The plots of IQR ranges in Fig. 11 show where each catalogue has issues related to precision, that is, where parameters of stars with similar spectra tend to be different. Unlike the bias case, the precision evaluation is independent of the reference values. Regimes where the catalogues have a low precision level include cool stars (Teff < 4000 K), bright giants (log g < 1.5), and metal-poor stars (in particular for StarHorse2 and XP-LAMOST, already below [Fe/H] < −0.5). The bias and IQR values are tabulated in Appendix A.

thumbnail Fig. 11

Comparison of four large catalogues of stellar parameters. Spectra similar to the reference stars were selected using our blind method. The median biases of these samples are plotted as a function of the parameters of the reference stars on the top row. The bottom row shows the median interquartile range (IQR) as a function of the parameters. Low IQR indicates a high level of precision and low bias indicates a high level of accuracy.

5 Conclusions

This work is the first in a series of papers related to the CHESS pipeline and our project to analyse the UVES spectra of FGK-type stars with high precision and high accuracy. For that purpose, the pipeline will rely on the differential analysis method using a series of reference stars that have accurate parameters distributed over the parameter space. In this paper, we present and discuss our method for finding similar stars based purely on their spectra. The performance of the method was tested and calibrated using catalogues of atmospheric parameters available in the literature. Our main findings can be summarised as follows:

  • Identifying the correct astrophysical sources that correspond to each UVES spectrum proved to be a significant challenge due to inconsistencies in the metadata of the files.
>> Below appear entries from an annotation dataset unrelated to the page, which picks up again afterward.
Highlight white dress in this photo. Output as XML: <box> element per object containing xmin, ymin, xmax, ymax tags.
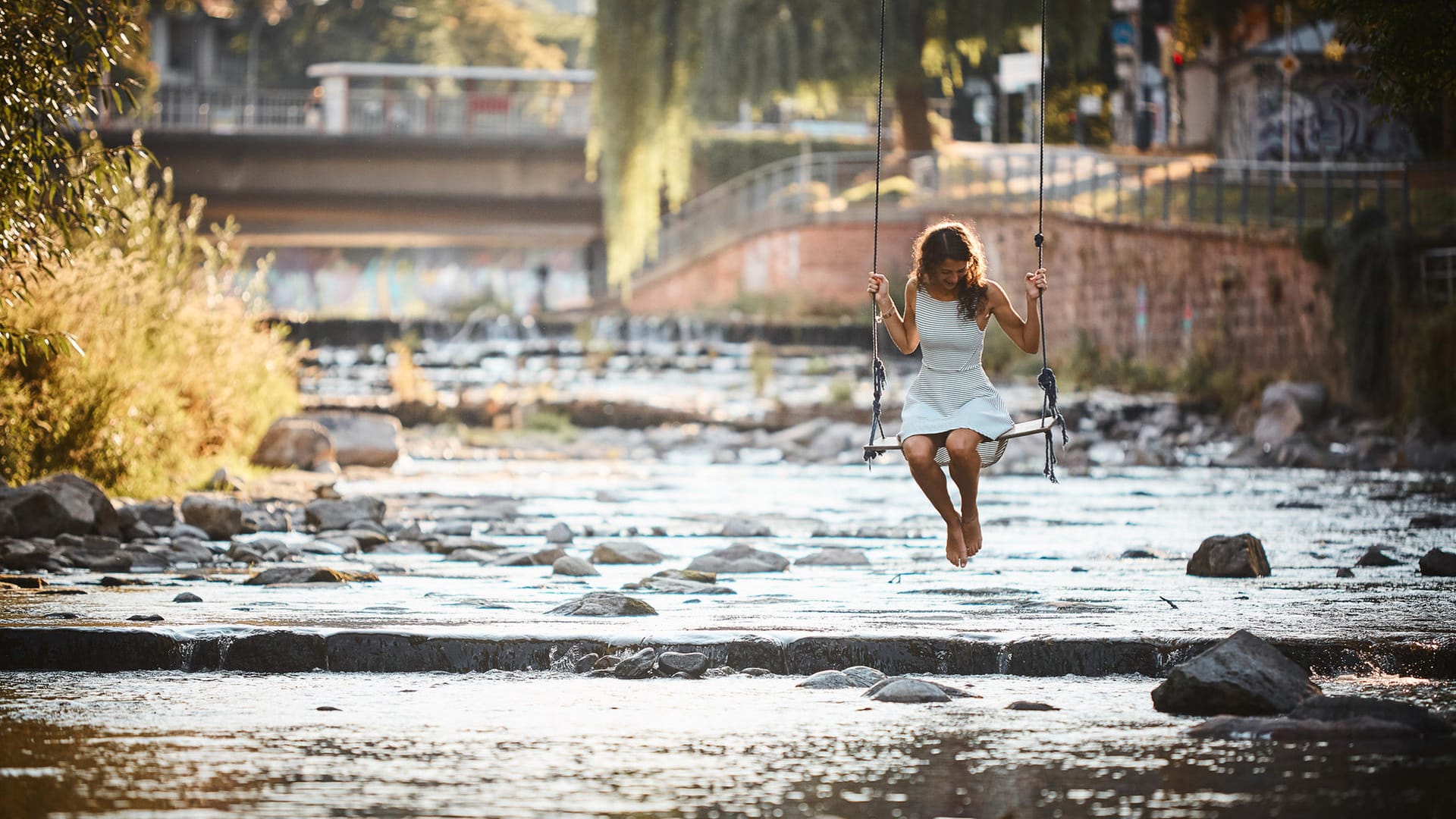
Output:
<box><xmin>900</xmin><ymin>290</ymin><xmax>1013</xmax><ymax>469</ymax></box>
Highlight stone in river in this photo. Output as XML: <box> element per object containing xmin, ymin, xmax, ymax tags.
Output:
<box><xmin>592</xmin><ymin>541</ymin><xmax>663</xmax><ymax>563</ymax></box>
<box><xmin>657</xmin><ymin>651</ymin><xmax>708</xmax><ymax>679</ymax></box>
<box><xmin>611</xmin><ymin>647</ymin><xmax>657</xmax><ymax>679</ymax></box>
<box><xmin>243</xmin><ymin>566</ymin><xmax>378</xmax><ymax>586</ymax></box>
<box><xmin>719</xmin><ymin>517</ymin><xmax>774</xmax><ymax>538</ymax></box>
<box><xmin>687</xmin><ymin>544</ymin><xmax>789</xmax><ymax>574</ymax></box>
<box><xmin>551</xmin><ymin>555</ymin><xmax>601</xmax><ymax>577</ymax></box>
<box><xmin>1356</xmin><ymin>547</ymin><xmax>1401</xmax><ymax>566</ymax></box>
<box><xmin>845</xmin><ymin>666</ymin><xmax>885</xmax><ymax>688</ymax></box>
<box><xmin>1188</xmin><ymin>533</ymin><xmax>1269</xmax><ymax>577</ymax></box>
<box><xmin>793</xmin><ymin>547</ymin><xmax>869</xmax><ymax>566</ymax></box>
<box><xmin>864</xmin><ymin>676</ymin><xmax>951</xmax><ymax>702</ymax></box>
<box><xmin>182</xmin><ymin>495</ymin><xmax>243</xmax><ymax>541</ymax></box>
<box><xmin>1421</xmin><ymin>549</ymin><xmax>1456</xmax><ymax>577</ymax></box>
<box><xmin>795</xmin><ymin>670</ymin><xmax>864</xmax><ymax>688</ymax></box>
<box><xmin>546</xmin><ymin>592</ymin><xmax>657</xmax><ymax>617</ymax></box>
<box><xmin>1153</xmin><ymin>629</ymin><xmax>1320</xmax><ymax>717</ymax></box>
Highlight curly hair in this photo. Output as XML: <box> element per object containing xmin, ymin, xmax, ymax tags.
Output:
<box><xmin>910</xmin><ymin>218</ymin><xmax>990</xmax><ymax>321</ymax></box>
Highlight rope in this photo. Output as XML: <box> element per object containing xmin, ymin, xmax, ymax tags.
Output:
<box><xmin>1035</xmin><ymin>0</ymin><xmax>1067</xmax><ymax>484</ymax></box>
<box><xmin>864</xmin><ymin>0</ymin><xmax>885</xmax><ymax>468</ymax></box>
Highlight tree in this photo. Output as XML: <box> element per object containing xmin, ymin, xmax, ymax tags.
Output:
<box><xmin>0</xmin><ymin>0</ymin><xmax>140</xmax><ymax>356</ymax></box>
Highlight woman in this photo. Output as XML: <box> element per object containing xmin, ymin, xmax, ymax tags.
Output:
<box><xmin>866</xmin><ymin>220</ymin><xmax>1046</xmax><ymax>567</ymax></box>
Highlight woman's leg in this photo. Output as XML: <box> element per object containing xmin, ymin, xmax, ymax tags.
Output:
<box><xmin>900</xmin><ymin>435</ymin><xmax>965</xmax><ymax>567</ymax></box>
<box><xmin>945</xmin><ymin>430</ymin><xmax>986</xmax><ymax>558</ymax></box>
As a result, we strongly recommend that observatories and data archives implement standardised formats for recording object coordinates and identifiers in a way that can ensure the long-term utility of their datasets;

  • We used the dimensionality-reduction algorithm t-SNE to create 2D projection maps of our sample using their spectra as the multi-dimensional data. We tested the method using six spectral regions and found that the morphologies of the maps are different, but their overall characteristics are the same. Giants and dwarfs are well separated, with dwarfs distributed according to a gradient of temperature and giants according to a gradient of metallicities. Smaller groups of stars can also be identified, including a group of Cepheids, one of bright giants, and one of peculiar globular cluster stars;

  • To mitigate the class imbalance when identifying similar stars, we applied t-SNE in two steps: the first iteration separated the main groups of interest in our sample (giants, dwarfs, and metal-poor stars) and the second iteration was applied within these groups, using a smaller value for the perplexity, to create tighter groups in the projected space;

  • Using the GES catalogue of stellar parameters, we calibrated a metric focussed on spectra similarities that allows the identification of similar spectra surrounding a given reference in the projection map. The stars identified in this way have parameters within 200 K in Teff, 0.3 dex in log g, and 0.2 dex in [Fe/H]. The similarity threshold can be adjusted depending on the balance between completeness and purity needed in the selection;

  • Tests using our own differential analysis showed that with our choice of spectral metric, we were able to achieve completeness between 74–98% and typical purity between 39–54% (with one case of very low purity, around 8%);

  • Our method can also be used to test the precision and accuracy of large catalogues of stellar parameters. When testing GES, XP-LAMOST, GaiaXGBoost, and StarHorse2, we found a generally strong and rather worrying bias in the log g values for subgiants (log g∼ 3.5) and for stars with Teff ∼ 5500 K. However, we cannot exclude the fact that the issue lies with the choice of reference stars. The biases are also large for cool stars (Teff< 4000 K) and for metal-poor stars ([Fe/H] < –0.5);

  • We found the level of precision characterising these cata logues to decrease for cool stars (Teff < 4000 K), bright giants (log g < 1.5), and metal-poor stars (in particular, for StarHorse2 and XP-LAMOST, already below [Fe/H] < −0.5).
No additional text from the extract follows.